There is no hope we can similarly compute \(\sum_{i=1}^n\lambda_i^{\star}y_i\phi(x_i)\) for an infinite-dimensional \(\phi\) or when
\(\phi\) is not explicitly defined. Here is an alternative approach: given a test vector \(x_t\), \[{w^{\star}}^{\top}x_t = \sum_{i=1}^n\lambda_i^{\star}y_i\phi(x_i)^{\top}\phi(x_t)=\sum_{i=1}^n\lambda^{\star}_iy_iK(x_i,x_t),\]
so computing \({w^{\star}}^{\top}x_t\) amounts to evaluating the kernel \(K(x_s,x_t)\) for all support vectors \(x_s\).The bias term \(b^{\star}\) can be computed explicitly as before.

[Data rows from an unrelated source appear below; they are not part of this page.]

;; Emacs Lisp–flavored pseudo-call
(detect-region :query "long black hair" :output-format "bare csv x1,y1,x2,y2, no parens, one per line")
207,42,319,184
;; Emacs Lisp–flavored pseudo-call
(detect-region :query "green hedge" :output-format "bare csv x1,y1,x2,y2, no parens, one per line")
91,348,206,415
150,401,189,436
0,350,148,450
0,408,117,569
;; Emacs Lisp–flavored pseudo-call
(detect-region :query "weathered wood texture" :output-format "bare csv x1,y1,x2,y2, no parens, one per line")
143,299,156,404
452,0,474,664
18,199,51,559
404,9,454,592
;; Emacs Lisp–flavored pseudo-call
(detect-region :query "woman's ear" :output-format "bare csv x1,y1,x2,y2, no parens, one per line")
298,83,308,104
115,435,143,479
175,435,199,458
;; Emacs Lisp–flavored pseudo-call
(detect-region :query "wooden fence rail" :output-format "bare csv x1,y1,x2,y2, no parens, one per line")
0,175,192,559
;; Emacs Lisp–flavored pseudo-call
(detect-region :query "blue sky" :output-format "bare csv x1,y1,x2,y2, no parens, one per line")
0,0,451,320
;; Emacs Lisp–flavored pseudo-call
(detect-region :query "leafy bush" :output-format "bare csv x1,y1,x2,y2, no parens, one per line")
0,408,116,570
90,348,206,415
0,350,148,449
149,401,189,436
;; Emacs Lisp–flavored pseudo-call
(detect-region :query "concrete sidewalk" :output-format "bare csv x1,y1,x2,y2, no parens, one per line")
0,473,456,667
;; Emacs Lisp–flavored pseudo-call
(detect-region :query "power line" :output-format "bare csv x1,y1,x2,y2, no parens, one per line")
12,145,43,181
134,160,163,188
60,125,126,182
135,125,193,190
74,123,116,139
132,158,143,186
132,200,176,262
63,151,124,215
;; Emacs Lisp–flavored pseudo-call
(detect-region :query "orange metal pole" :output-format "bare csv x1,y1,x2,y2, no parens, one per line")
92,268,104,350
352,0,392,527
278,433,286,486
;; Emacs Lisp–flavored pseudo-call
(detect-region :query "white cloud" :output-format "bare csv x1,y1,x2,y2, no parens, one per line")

Kernel SVM allows us to deal with linearly inseparable data by mapping it to a higher dimensional space and separating it there.
Often times, however, we actually do not need perfect separation and would tolerate some mistakes for sake of a simpler model, whether in the original or a higher-dimensional space.
To this end, we relax the separability constraints in the original primal problem using

slack variables and incorporate a penalty for making mistakes
into the objective function: \[\min\left[\lVert w\rVert^2+C\sum_{i=1}^n\xi_i\right]\quad\text{subject to }\begin{cases}\begin{align}y_i(w^{\top}x+b)\geq 1-\xi_i\quad &\forall i\in[n],\\\xi_i\geq 0\quad\quad\quad &\forall i\in[n].\end{align}\end{cases}\]
where \(C\) is a hyperparameter and is not optimized. Like in many other machine learning algorithms, this parameter esentially controls the regularization (unlike most algorithms, though,
higher values of \(C\) are associated with potentially overfitting solutions). The above optimization problem still remains quadratic with linear constraints and we call it

soft-margin SVM
(as opposed to the original

hard-margin SVM) since we now allow violations of the margin contraints. In soft-margin SVM, we naturally define support vectors to be the offenders of the constraint, i.e.,
the datapoints with \(\xi_i>0\). By partitioning all samples into support and nuisance vectors, we can decompose the penalty term in the objective function:
\[\sum_{i=1}^n\xi_i = \begin{cases}1-y_i(w^{\top}x_i+b)&\text{if } y_i(w^{\top}x_i+b)<1,\\0&\text{otherwise.}\end{cases}\]
Thus, we can rewrite the objective as \[C\sum_{i=1}^{n}\max[0,1-y_i(w^{\top}x_i+b)]+\lVert w\rVert^2.\]
The term \(\max[0,1-y(w^{\top}x+b)]\) is called

the hinge loss and it majorizes the 0-1 loss. This is now awfully similar to
a standard optimization setup with \(\ell_2\) regularization.